Perils of Missed Mammography

Yet another study is illustrating the perils of missing mammography screening. New research in JAMA Network Open found that women diagnosed with breast cancer who missed their previous screening exam had signs of delayed diagnosis and worse clinical outcomes. 

Mammography screening is generally credited – along with improved treatments – with a steady decline in breast cancer death rates since the start of population-based breast screening.

  • But most studies on mammography’s effectiveness tend to compare women who participated regularly in screening with those who never did. 

That’s not really a realistic comparison these days, as mammography’s relatively high compliance rate means that most women are getting screened at least some of the time.

  • But what happens if women miss a screening exam? In a BMJ study published last month, researchers found that women who missed their first screening exam had a 40% higher risk of breast cancer death.

In the current study, researchers took a slightly different tack, looking at 8.6k women in Sweden whose breast cancer was detected on screening exams starting in 2015. 

  • In all, 17% of women missed the screening exam immediately before their cancer diagnosis. 

Compared to women who attended all screening rounds, those who missed their previous exam had higher adjusted odds ratio for…

  • Larger tumors ≥ 20 mm (AOR = 1.55).
  • Lymph node involvement (AOR = 1.28).
  • Distant metastasis (AOR = 4.64).
  • Worse breast cancer-specific survival (AOR = 1.33).
  • Lower 20-year breast cancer-specific survival (86% vs. 89%). 

What’s more, the program’s cancer detection rate per 1k screenings was sharply higher in the second screening round for women who missed the first round (7.35 vs. 5.59). 
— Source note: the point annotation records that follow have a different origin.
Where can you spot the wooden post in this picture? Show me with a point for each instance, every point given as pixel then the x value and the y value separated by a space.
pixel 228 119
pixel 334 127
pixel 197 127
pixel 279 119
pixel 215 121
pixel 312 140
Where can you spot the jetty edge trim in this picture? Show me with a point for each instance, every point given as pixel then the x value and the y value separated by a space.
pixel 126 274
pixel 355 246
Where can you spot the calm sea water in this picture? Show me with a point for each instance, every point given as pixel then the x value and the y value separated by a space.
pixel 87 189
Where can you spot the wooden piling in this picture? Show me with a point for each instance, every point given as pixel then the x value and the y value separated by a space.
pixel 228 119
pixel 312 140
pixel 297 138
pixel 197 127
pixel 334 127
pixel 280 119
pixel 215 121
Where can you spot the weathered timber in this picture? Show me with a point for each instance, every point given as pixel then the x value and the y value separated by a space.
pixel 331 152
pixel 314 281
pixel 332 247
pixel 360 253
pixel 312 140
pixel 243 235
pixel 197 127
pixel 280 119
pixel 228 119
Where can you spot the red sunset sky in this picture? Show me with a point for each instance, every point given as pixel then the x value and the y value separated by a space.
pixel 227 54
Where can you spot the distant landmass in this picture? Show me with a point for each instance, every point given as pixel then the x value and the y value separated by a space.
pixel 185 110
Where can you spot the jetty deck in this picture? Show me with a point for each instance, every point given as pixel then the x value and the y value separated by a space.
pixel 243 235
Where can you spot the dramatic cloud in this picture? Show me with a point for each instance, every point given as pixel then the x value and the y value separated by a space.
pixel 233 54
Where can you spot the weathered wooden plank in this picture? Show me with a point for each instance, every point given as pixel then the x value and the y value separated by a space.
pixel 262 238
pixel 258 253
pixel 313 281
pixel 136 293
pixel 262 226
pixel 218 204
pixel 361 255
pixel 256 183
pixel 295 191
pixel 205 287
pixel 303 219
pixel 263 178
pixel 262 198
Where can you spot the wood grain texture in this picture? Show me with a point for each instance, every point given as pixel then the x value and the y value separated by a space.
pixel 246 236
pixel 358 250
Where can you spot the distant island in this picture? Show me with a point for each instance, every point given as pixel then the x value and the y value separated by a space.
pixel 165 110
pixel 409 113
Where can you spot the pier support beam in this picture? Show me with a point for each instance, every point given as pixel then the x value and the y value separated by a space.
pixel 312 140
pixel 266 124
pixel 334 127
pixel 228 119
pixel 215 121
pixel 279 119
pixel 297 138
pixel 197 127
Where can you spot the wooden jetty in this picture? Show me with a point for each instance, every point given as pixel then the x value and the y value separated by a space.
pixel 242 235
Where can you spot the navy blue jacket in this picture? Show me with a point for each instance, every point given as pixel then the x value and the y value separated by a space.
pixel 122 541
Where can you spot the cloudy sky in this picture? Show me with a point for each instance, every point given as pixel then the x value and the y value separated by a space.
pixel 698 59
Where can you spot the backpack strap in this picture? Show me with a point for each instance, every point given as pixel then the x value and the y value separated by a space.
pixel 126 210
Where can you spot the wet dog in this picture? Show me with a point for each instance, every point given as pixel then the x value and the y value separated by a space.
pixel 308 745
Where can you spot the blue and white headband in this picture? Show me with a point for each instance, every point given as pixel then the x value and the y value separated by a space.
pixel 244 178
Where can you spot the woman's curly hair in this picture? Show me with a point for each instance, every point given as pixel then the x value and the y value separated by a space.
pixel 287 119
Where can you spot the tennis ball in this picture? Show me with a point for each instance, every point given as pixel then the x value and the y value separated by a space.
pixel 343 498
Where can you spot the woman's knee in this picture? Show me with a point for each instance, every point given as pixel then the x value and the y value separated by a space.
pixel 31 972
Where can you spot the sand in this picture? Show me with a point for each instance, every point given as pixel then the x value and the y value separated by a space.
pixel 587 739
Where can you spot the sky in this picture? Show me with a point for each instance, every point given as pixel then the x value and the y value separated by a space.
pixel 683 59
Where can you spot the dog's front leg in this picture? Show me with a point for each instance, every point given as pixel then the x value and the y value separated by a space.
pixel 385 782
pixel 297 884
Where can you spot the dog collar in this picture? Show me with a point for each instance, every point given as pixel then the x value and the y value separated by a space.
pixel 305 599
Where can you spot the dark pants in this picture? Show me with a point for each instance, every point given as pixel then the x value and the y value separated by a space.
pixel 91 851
  • This is most likely a sign that cancers that could have been detected in the first round instead were detected in the second round – another sign of delayed diagnosis.

Women who had missed their previous screening tended to be younger, unemployed, unmarried, and born outside of Sweden, and also had lower income. 

  • Women with these characteristics could be targeted for more intensive outreach, such as shorter invitation intervals or outreach after a missed appointment. 

The Takeaway

The new study once again highlights the importance of regular mammography screening in detecting breast cancer. Even one missed exam can have serious clinical consequences – highlighting the importance of identifying and contacting women who might be more prone to missed appointments.